Now we are ready to call SNPs. Because we dont have a catalogue of variation for our species we are not going to do Base-Quality-Score-Recalibration (BQSR). To call variants we will use the Haplotyper in GATK and lets use a minimum of posterior probability of 50 (phred-scale) to report a SNP:

samtools index aln.sort.rmdup.realn.bam
java -XX:+UseParallelGC -XX:ParallelGCThreads=4 -Xmx2g -jar GenomeAnalysisTK.jar \
   -R reference.fa \
   -T HaplotypeCaller \
   -I aln.sort.rmdup.realn.bam \
   -o var.raw.vcf \
   -stand_call_conf 50.0 \
   -stand_emit_conf 10.0

Now we need to filter the SNPs, because we dont have a catalogue of variation we cant do it using the Soft filtering approach (Variant-Quality-Score-Recalibration), but instead we will use hard-filters. Let us require at a minimum depth of 10 and that calls within 5 nt of each other are removed, and let us also remove the indel calls - we are not going to use them for the phylogeny:

vcf-annotate --filter d=10/Q=50/c=2,5 var.raw.vcf > var.hard.vcf
java -XX:+UseParallelGC -XX:ParallelGCThreads=4 -Xmx2g -jar GenomeAnalysisTK.jar \
   -T SelectVariants \
   -R reference.fa \
   --variant var.hard.vcf \
   -o var.hard.snps.vcf \
   -selectType SNP

Because we are working with a haploid genome we will remove all heterozygote SNPs to get the final variant calls.

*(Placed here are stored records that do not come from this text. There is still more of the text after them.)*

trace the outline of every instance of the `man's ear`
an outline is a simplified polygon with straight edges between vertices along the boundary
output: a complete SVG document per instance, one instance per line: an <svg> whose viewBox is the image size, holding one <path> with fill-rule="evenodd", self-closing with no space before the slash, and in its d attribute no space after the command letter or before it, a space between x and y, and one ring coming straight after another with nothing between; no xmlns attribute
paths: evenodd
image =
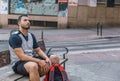
<svg viewBox="0 0 120 81"><path fill-rule="evenodd" d="M20 21L17 23L18 24L18 26L20 25Z"/></svg>

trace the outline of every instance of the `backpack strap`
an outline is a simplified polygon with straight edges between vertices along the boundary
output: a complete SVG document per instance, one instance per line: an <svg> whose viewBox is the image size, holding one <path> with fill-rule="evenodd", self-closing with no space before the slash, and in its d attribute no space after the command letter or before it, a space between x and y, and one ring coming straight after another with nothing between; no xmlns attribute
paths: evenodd
<svg viewBox="0 0 120 81"><path fill-rule="evenodd" d="M63 79L63 81L69 81L68 75L67 75L64 67L61 66L61 65L59 65L58 68L59 68L59 70L60 70L60 72L61 72L61 74L62 74L62 79Z"/></svg>
<svg viewBox="0 0 120 81"><path fill-rule="evenodd" d="M49 73L47 74L46 78L44 79L44 81L54 81L54 71L55 71L55 67L58 67L58 69L60 70L60 73L62 75L62 81L70 81L68 79L67 73L64 69L63 66L61 66L60 64L54 64L52 65L52 67L50 68Z"/></svg>

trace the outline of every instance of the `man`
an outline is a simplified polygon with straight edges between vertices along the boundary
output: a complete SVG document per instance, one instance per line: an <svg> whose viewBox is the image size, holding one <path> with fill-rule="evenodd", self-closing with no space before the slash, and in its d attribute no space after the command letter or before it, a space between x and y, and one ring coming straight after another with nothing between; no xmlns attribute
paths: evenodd
<svg viewBox="0 0 120 81"><path fill-rule="evenodd" d="M19 30L13 32L9 38L11 63L13 71L22 75L29 75L30 81L40 81L40 76L46 74L52 63L59 63L59 58L51 55L50 59L40 49L36 38L30 29L30 21L27 15L21 15L18 18ZM43 59L35 58L33 51Z"/></svg>

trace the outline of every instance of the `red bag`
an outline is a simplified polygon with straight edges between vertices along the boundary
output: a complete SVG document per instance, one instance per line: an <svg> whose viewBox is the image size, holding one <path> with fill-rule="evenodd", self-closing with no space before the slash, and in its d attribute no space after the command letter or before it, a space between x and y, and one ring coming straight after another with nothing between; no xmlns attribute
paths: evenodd
<svg viewBox="0 0 120 81"><path fill-rule="evenodd" d="M44 78L44 81L70 81L67 76L67 72L65 71L64 67L60 64L54 64L51 68L48 74L46 74L46 77Z"/></svg>

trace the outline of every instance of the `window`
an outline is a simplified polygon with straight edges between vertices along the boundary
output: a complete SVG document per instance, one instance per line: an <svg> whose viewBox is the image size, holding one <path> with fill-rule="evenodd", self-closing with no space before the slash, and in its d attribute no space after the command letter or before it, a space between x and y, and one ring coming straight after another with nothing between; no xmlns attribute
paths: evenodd
<svg viewBox="0 0 120 81"><path fill-rule="evenodd" d="M115 4L120 4L120 0L115 0Z"/></svg>
<svg viewBox="0 0 120 81"><path fill-rule="evenodd" d="M58 15L58 0L10 0L10 14Z"/></svg>
<svg viewBox="0 0 120 81"><path fill-rule="evenodd" d="M107 0L97 0L97 3L105 4Z"/></svg>
<svg viewBox="0 0 120 81"><path fill-rule="evenodd" d="M97 0L97 3L106 4L107 0ZM115 0L115 4L120 4L120 0Z"/></svg>

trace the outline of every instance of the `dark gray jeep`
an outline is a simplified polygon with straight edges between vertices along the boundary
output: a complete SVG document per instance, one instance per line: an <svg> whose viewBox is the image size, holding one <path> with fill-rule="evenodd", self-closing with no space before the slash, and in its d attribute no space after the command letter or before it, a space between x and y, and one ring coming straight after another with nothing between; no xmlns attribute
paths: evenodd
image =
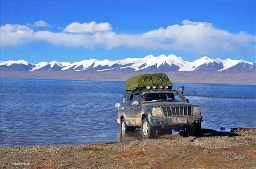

grep "#" var.hard.snps.vcf > header.vcf
grep "PASS" var.hard.snps.vcf | grep -v "0/1" | cat header.vcf - > var.hard.snps.final.vcf
grep -v "#" var.hard.snps.final.vcf | wc -l

Now we have our SNPs for our outbreak strain - we also have SNPs for several other strains as shown below. Lets create a phylogenetic tree using FastTree. Here we extract all SNPs from our vcf-file and from vcf-files of other ST313 from The Democratic Republic of Congo and Nigeria.

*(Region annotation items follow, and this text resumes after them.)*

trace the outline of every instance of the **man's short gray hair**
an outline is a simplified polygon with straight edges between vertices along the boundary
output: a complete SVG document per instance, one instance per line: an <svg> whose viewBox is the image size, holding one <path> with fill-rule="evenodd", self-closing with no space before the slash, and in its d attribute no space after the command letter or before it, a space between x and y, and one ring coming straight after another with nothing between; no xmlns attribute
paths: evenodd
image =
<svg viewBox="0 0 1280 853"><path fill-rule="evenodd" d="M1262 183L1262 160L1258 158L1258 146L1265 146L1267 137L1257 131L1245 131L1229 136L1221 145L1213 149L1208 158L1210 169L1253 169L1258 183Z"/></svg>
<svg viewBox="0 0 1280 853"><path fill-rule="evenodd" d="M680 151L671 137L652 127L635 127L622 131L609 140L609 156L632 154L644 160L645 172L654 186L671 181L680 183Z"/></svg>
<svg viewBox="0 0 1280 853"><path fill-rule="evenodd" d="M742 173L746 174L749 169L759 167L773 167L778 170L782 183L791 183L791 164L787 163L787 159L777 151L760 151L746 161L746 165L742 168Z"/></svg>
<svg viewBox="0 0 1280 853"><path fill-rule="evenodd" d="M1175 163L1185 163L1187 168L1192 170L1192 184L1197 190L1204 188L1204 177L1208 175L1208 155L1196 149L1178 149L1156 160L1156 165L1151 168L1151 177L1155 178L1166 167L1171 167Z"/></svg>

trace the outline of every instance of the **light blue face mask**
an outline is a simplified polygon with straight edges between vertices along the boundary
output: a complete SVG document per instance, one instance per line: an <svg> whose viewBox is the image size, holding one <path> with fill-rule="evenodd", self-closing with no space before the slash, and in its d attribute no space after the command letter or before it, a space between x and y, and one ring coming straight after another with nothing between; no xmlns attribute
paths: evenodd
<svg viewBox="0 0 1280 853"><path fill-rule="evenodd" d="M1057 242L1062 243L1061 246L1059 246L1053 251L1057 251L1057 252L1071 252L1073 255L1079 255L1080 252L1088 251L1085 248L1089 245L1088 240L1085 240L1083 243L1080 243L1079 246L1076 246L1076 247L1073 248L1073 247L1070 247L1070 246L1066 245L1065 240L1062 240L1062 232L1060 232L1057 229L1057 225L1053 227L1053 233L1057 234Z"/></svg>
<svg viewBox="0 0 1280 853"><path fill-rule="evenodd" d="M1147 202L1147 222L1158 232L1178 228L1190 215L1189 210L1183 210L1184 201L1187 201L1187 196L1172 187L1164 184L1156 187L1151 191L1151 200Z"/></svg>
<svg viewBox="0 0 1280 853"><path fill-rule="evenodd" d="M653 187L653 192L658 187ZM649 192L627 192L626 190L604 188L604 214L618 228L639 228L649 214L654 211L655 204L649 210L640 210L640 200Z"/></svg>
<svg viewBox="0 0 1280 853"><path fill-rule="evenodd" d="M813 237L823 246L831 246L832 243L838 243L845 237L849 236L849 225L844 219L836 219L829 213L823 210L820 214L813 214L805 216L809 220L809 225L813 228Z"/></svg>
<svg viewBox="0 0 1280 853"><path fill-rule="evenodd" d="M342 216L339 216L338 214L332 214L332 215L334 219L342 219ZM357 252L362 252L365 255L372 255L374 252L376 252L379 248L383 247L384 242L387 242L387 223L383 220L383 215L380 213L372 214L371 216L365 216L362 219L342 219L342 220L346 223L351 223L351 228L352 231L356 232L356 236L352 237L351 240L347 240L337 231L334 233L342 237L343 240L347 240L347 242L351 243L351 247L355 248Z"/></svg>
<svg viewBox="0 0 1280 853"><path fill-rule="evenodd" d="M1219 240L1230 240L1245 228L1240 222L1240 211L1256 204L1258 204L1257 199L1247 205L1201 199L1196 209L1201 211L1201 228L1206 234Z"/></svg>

vcfwiz.pl -o all var.hard.snps.final.vcf /home/local/27626/exercises/genomic_epi/vcfs/*.gz

Lets look at the tree in FigTree. Open the program (below) and chose "File", "Open" and select "all.main_tree.newick". Try to chose a different layout and see how it looks. You can see a overview of where the strains are from by looking at "/home/local/27626/exercises/genomic_epi/strain.info"

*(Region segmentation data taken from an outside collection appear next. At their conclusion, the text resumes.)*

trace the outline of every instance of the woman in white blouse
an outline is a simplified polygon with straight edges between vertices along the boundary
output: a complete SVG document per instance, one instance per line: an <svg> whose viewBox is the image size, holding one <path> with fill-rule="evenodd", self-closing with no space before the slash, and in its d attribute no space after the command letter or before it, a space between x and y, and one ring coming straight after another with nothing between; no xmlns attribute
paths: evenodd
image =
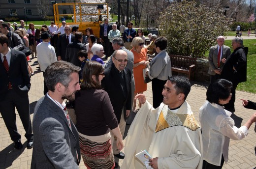
<svg viewBox="0 0 256 169"><path fill-rule="evenodd" d="M203 169L222 169L227 162L229 139L240 140L248 134L248 129L256 121L256 113L245 124L238 128L232 113L223 106L232 97L232 83L219 79L210 84L206 92L207 101L200 108L203 146Z"/></svg>

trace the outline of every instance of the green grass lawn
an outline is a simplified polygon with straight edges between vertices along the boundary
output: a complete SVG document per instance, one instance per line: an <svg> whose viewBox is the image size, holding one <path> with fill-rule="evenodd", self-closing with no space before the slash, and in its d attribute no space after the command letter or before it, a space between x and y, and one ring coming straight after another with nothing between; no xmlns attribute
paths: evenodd
<svg viewBox="0 0 256 169"><path fill-rule="evenodd" d="M233 49L231 46L231 40L225 40L225 45L230 47L231 53ZM244 40L244 46L249 48L247 55L247 81L238 84L237 90L256 93L256 39ZM209 51L205 56L208 56Z"/></svg>

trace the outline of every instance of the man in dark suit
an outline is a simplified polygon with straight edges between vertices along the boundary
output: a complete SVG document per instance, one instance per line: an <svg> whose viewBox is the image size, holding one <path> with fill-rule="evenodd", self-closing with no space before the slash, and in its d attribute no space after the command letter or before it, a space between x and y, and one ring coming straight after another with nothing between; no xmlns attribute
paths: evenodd
<svg viewBox="0 0 256 169"><path fill-rule="evenodd" d="M109 31L112 29L111 24L108 24L108 19L107 18L104 20L104 24L100 26L99 29L99 41L103 42L103 47L104 51L105 51L105 55L106 59L110 56L110 51L109 49L109 39L108 38L107 35Z"/></svg>
<svg viewBox="0 0 256 169"><path fill-rule="evenodd" d="M77 53L80 50L86 51L85 45L81 43L82 40L83 33L76 31L74 42L69 43L66 47L66 61L79 67L81 66L81 61L78 59Z"/></svg>
<svg viewBox="0 0 256 169"><path fill-rule="evenodd" d="M246 82L248 48L243 46L243 38L235 38L232 40L234 51L225 62L221 78L232 82L232 97L229 102L224 105L224 109L234 113L235 110L235 90L238 84Z"/></svg>
<svg viewBox="0 0 256 169"><path fill-rule="evenodd" d="M63 103L73 101L80 89L80 68L56 61L45 71L49 92L36 104L33 118L35 144L31 169L79 169L80 150L78 133Z"/></svg>
<svg viewBox="0 0 256 169"><path fill-rule="evenodd" d="M105 69L105 77L101 81L103 89L108 94L115 114L123 136L127 117L131 108L131 72L126 67L128 59L127 53L123 50L116 50L112 57L113 63ZM120 159L125 154L116 146L116 138L111 132L111 142L114 155ZM116 166L118 166L116 164Z"/></svg>
<svg viewBox="0 0 256 169"><path fill-rule="evenodd" d="M14 147L22 148L21 136L16 124L16 108L28 140L27 146L33 147L33 134L30 119L28 92L30 78L25 55L9 47L8 37L0 33L0 112L14 142Z"/></svg>
<svg viewBox="0 0 256 169"><path fill-rule="evenodd" d="M135 83L134 78L133 77L133 60L134 59L133 54L132 52L126 49L125 47L125 43L124 42L124 40L123 40L121 38L114 38L113 39L112 42L112 46L113 46L113 49L114 49L115 51L122 49L127 53L127 58L128 59L128 61L127 62L126 67L127 67L130 70L131 75L131 99L133 99L134 91L135 90ZM112 58L112 57L113 55L111 56L110 59L108 60L108 61L104 64L103 66L105 67L105 68L110 67L112 65L113 63ZM132 108L133 103L133 101L132 100L131 102L131 108Z"/></svg>
<svg viewBox="0 0 256 169"><path fill-rule="evenodd" d="M209 52L208 73L211 76L211 83L220 78L224 65L222 60L224 58L226 59L231 54L230 48L224 45L225 41L224 36L218 36L217 41L218 45L211 47Z"/></svg>
<svg viewBox="0 0 256 169"><path fill-rule="evenodd" d="M58 39L56 56L58 60L66 60L66 47L68 44L74 41L75 36L70 33L71 28L66 25L64 28L65 33L61 34Z"/></svg>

java -Xmx512m -jar /home/local/27626/bin/FigTree_v1.3.1/lib/figtree.jar &

Lets see how many of our SNPs that overlap - replace "X" below with the closest strain:

bedtools intersect -a var.hard.snps.final.vcf  -b /home/local/27626/exercises/genomic_epi/vcfs/X.var.flt.vcf.gz | wc -l

What would you use this information for to help track down the source of the outbreak?

How can we treat it?

Now that we have the de novo assembly of our strain, lets look for resistance genes. If we find any of these then we know what not to treat patients with. Here we will use another webserver from the CGE project, the ResFinder. Download the assembly to your own computer (use SFTP on windows, scp on mac) and upload them to the server. Chose a threshold of 95% and submit the job.

The next step would be to investigate the differences between this and similar but non-pathogenic strains to see if we could find the course of the increased virulence, but this will be for another time.

Congratulations you finished the exercise!